L'étude a été lancée bien avant l'émergence des hashtag #balancetonporc et #metoo sur les réseaux sociaux. Mais elle trouve aujourd'hui une résonance toute particulière. Alors que, depuis l'affaire Weinstein, les milieux du cinéma et des médias sont particulièrement touchés par les révélations de viols, d'agressions sexuelles ou de faits de harcèlement, une étude publiée ce vendredi 17 novembre par l'Intersyndicale nationale des internes (ISNI) montre que le milieu hospitalier n'est certainement pas épargné par ces agissements.


On apprend dans cette étude, réalisée auprès d'environ 3000 internes en médecine, que 8,6% des personnes sondées, parmi lesquelles trois quarts de femmes, décrivent des faits de harcèlement sexuel. Des faits qui sont pour la moitié d'entre eux des gestes non désirés, pour 14% des demandes insistantes de relation sexuelle, et pour 12% du chantage à connotation sexuelle. Par ailleurs, 47% des internes se déclarent victimes de sexisme au quotidien. Dans le détail, 60,80% des femmes se déclarent victimes de sexisme contre 7,20% des hommes. Les supérieurs hiérarchiques des victimes arrivent en tête des auteurs de ces agissements (37%).

Des propositions pour agir rapidement

"On ne savait pas quels chiffres on allait trouver", explique à LCI le président de l'ISNI, Olivier Le Pennetier. "En comparaison, une étude avait été faite sur le sexisme en médecine en Australie : elle montrait à peu près les mêmes résultats que nous. Mais en France, ça n'avait jamais été fait." 


Le premier enseignement que l'ISNI tire de cette étude est la conviction qu'il est temps d'agir "très rapidement". Lors d'une conférence de presse samedi 18 novembre, l'intersyndicale prévoit d'annoncer dix propositions à l'adresse des ministres Agnès Buzyn, Frédérique Vidal et Marlène Schiappa. "L'objectif est de briser les tabous", poursuit Olivier Le Pennetier. "Seules 0,15% des personnes sondées harcelées ont engagé des poursuites en justice." Un tabou qui contribue aussi à nier la vérité. "Parmi les 8,6% de personnes victimes de harcèlement, 2% ont décrit des faits sans pour autant reconnaître en avoir été la cible", constate-t-il.

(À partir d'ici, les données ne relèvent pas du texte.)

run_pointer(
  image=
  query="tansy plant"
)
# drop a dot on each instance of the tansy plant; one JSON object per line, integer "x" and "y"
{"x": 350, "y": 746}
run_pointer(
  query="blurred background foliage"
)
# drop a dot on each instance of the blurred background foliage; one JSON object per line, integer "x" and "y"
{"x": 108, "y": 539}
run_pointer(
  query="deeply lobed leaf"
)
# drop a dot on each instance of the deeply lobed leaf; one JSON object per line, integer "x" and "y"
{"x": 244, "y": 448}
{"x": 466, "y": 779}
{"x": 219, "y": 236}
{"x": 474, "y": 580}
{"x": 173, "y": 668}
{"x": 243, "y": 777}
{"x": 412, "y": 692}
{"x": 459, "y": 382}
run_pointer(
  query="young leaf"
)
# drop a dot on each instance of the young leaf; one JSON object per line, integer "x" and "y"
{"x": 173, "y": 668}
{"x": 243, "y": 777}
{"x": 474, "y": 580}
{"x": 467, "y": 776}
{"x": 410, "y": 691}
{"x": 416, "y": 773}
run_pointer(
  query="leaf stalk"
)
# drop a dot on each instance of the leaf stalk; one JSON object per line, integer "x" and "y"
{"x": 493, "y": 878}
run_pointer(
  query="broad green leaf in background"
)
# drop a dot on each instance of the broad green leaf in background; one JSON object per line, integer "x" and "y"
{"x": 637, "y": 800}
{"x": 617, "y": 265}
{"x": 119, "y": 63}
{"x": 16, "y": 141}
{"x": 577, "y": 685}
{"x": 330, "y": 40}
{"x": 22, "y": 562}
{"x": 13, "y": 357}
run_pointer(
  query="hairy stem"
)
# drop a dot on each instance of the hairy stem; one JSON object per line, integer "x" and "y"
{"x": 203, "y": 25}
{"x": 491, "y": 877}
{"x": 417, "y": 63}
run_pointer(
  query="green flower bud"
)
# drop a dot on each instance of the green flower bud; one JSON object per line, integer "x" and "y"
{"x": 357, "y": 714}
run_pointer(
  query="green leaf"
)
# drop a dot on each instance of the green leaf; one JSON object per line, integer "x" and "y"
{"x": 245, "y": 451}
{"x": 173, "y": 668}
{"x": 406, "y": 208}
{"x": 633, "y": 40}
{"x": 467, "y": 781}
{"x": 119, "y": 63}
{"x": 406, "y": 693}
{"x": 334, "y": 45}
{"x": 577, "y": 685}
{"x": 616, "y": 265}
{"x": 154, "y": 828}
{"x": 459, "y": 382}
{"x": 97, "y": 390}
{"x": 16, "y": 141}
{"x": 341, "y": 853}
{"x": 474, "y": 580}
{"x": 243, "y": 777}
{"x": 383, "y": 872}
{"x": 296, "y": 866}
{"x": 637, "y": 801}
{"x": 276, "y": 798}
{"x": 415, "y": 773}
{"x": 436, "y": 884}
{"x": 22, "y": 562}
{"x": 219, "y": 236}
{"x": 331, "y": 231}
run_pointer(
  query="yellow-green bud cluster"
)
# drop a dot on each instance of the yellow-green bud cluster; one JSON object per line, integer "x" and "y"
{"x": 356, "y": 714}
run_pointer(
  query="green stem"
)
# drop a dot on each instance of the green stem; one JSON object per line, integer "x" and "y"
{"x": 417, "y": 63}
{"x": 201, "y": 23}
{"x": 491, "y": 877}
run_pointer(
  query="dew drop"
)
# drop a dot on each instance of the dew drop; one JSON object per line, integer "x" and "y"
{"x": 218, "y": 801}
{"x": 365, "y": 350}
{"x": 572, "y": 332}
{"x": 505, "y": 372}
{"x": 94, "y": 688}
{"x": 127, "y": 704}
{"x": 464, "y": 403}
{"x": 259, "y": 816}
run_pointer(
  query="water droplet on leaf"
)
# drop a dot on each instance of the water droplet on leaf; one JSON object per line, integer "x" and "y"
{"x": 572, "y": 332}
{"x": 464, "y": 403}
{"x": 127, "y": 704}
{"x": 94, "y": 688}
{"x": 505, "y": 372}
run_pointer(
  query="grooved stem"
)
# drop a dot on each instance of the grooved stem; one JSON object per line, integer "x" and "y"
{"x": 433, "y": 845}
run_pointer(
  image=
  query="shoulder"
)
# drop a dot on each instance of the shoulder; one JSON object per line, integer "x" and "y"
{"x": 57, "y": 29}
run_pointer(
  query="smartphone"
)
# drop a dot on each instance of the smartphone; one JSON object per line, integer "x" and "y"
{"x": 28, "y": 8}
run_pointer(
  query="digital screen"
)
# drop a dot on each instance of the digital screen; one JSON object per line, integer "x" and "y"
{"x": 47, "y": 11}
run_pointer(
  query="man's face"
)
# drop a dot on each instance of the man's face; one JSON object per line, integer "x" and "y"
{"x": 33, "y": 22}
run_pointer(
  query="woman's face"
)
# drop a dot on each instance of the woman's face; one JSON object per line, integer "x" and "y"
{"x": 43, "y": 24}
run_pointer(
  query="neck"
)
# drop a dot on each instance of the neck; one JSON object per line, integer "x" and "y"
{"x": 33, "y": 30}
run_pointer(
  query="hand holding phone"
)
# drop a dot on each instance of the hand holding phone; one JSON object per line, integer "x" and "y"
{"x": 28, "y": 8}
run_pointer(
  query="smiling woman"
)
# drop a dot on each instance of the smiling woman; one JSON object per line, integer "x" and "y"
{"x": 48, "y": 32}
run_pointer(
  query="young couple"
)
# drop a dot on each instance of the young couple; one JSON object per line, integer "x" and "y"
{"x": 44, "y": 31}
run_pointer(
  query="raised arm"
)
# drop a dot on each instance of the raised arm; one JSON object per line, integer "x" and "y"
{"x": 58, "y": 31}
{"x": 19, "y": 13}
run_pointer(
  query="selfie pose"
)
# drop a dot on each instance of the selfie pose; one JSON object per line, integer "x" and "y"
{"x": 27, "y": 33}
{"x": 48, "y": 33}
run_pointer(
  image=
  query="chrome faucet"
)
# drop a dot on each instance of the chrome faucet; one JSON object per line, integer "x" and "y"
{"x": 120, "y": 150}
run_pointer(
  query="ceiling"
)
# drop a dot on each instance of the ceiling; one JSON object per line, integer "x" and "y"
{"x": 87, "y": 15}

"Quand est-ce que je vois le médecin ?"

Ces actes de harcèlement et de sexisme au quotidien sont-ils circonscrits au corps médical ? L'étude démontre assez clairement que c'est loin d'être le cas. En effet, 9% des faits de harcèlement et 14% des actes sexistes proviennent d'un patient ou de sa famille. En guise d'illustration, une question qui revient souvent après la consultation et le diagnostic : "Quand est-ce que je vois le médecin ?" Sauf que cette question, si elle est posée à 7,1% des internes masculins, revient pour 60% de leurs consoeurs. "On ne s'attendait pas à ce que les patients ou les patientes fassent aussi preuve de sexisme", reprend le président de l'ISNI. "Notre conclusion, c'est que le sexisme sévit non seulement à tous les niveaux dans l'hôpital, mais aussi dans tous les milieux et catégories socioprofessionnelles."